I’m relatively new to InfluxDB and I’m running into some issues querying my database from python. Some background on my software versions/OS:
influxdb v. 1.6.3
python-influxdb v. 5.2.0
The measurement I’m working with has ~300M points of robotics data (IMU, GPS, commands etc., ~100 field values in each point). The data is sparse over time in that we only get a new log maybe once a week, but it’s very dense in a log. There’s around 3000 series in the data and using the default shard duration, I end up with about 70 shards each containing ~4-5M points (~100k points/series). If something seems very wrong with this schema, please let me know how I might improve it, but onto the issue.
I query this measurement with the basic InfluxDBClient query call. For example I might query for all the GPS data from a specific log name tag. This result would return maybe ~100k points and the variables in python might take up ~10 MB, but I’ve noticed that after a query call I’m left with 100MB’s or 1GB’s of memory used by python. I’m able to check what variables are present with a whos command and after systematically deleting every variable and imported module, I’m still left with a massive amount of memory use until I stop the python kernel and restart it. I’ve tried garbage collection calls as well in python, but these don’t help either.
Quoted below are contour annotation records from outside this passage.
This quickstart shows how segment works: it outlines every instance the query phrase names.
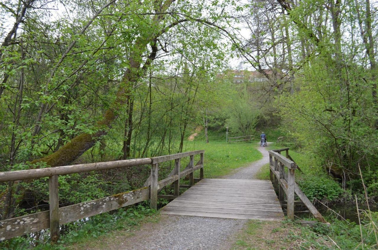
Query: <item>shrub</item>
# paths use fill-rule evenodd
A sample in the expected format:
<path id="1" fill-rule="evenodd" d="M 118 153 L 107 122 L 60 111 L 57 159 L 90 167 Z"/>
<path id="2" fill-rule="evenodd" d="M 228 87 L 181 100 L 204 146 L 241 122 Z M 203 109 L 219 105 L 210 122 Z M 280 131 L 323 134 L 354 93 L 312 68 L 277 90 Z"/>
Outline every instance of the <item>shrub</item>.
<path id="1" fill-rule="evenodd" d="M 305 176 L 298 180 L 302 191 L 311 201 L 335 201 L 343 190 L 334 180 L 326 176 Z"/>

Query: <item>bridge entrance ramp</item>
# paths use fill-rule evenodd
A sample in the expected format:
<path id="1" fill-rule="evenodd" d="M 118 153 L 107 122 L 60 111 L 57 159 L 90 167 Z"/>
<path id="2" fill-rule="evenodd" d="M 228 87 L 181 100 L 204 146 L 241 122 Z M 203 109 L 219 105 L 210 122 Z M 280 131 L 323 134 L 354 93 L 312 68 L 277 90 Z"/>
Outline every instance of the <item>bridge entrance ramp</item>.
<path id="1" fill-rule="evenodd" d="M 269 181 L 204 179 L 163 207 L 162 214 L 279 221 L 284 213 Z"/>

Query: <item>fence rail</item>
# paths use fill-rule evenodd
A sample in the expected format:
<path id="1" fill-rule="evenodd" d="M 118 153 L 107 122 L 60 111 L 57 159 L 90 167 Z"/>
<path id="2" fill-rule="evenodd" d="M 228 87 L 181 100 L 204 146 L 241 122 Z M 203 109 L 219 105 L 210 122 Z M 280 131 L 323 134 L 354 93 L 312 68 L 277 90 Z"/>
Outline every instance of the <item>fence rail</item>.
<path id="1" fill-rule="evenodd" d="M 117 160 L 105 162 L 65 166 L 46 168 L 0 172 L 0 182 L 20 181 L 49 177 L 49 210 L 0 221 L 0 241 L 33 232 L 50 228 L 50 238 L 56 241 L 59 237 L 59 225 L 150 200 L 151 206 L 157 208 L 158 193 L 164 187 L 174 183 L 174 195 L 164 196 L 167 199 L 179 194 L 180 179 L 189 176 L 189 186 L 194 185 L 194 172 L 200 170 L 200 179 L 203 178 L 204 150 L 179 153 L 152 158 Z M 194 156 L 199 154 L 200 160 L 194 165 Z M 189 164 L 180 171 L 181 158 L 189 156 Z M 168 176 L 158 181 L 158 164 L 175 160 L 175 168 Z M 151 174 L 147 186 L 89 201 L 59 207 L 58 178 L 59 175 L 94 170 L 151 164 Z M 185 185 L 186 187 L 188 185 Z M 166 198 L 166 196 L 167 196 Z"/>
<path id="2" fill-rule="evenodd" d="M 246 138 L 246 139 L 242 139 L 241 140 L 229 140 L 230 139 L 237 139 L 242 138 Z M 243 140 L 253 140 L 255 139 L 255 137 L 253 135 L 251 136 L 238 136 L 237 137 L 229 137 L 228 139 L 227 140 L 227 142 L 240 142 Z"/>
<path id="3" fill-rule="evenodd" d="M 284 151 L 286 151 L 286 157 L 280 154 Z M 278 198 L 281 204 L 285 203 L 285 196 L 286 196 L 288 218 L 292 219 L 294 218 L 294 204 L 296 202 L 294 194 L 296 194 L 315 218 L 321 222 L 326 223 L 324 218 L 295 183 L 295 171 L 298 169 L 298 167 L 289 158 L 291 157 L 289 155 L 288 148 L 269 151 L 270 180 L 274 189 L 278 190 Z M 285 167 L 288 168 L 287 173 Z"/>
<path id="4" fill-rule="evenodd" d="M 277 138 L 277 141 L 276 142 L 276 145 L 281 142 L 291 142 L 291 140 L 288 137 L 285 136 L 281 136 Z"/>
I initially started with a smaller measurement size and query’s were fast and didn’t take up too much RAM. When I increased my measurement from my test size up to the full size (~3M points to ~300M points), I’ve noticed that the RAM required to run even basic queries is huge. In fact even basic query’s over the full measurement that should return say 10M points end up running out of RAM, into SWAP, then out of SWAP (> 20 GB). I suspect that this issue and the leftover memory in python are related, and I strongly suspect that it has to do with my schema design. So:
- Does this sound like an issue anyone else has seen?
- Does my schema design seem like a problem?
- Should I be able to query a 300M point measurement without running out of RAM?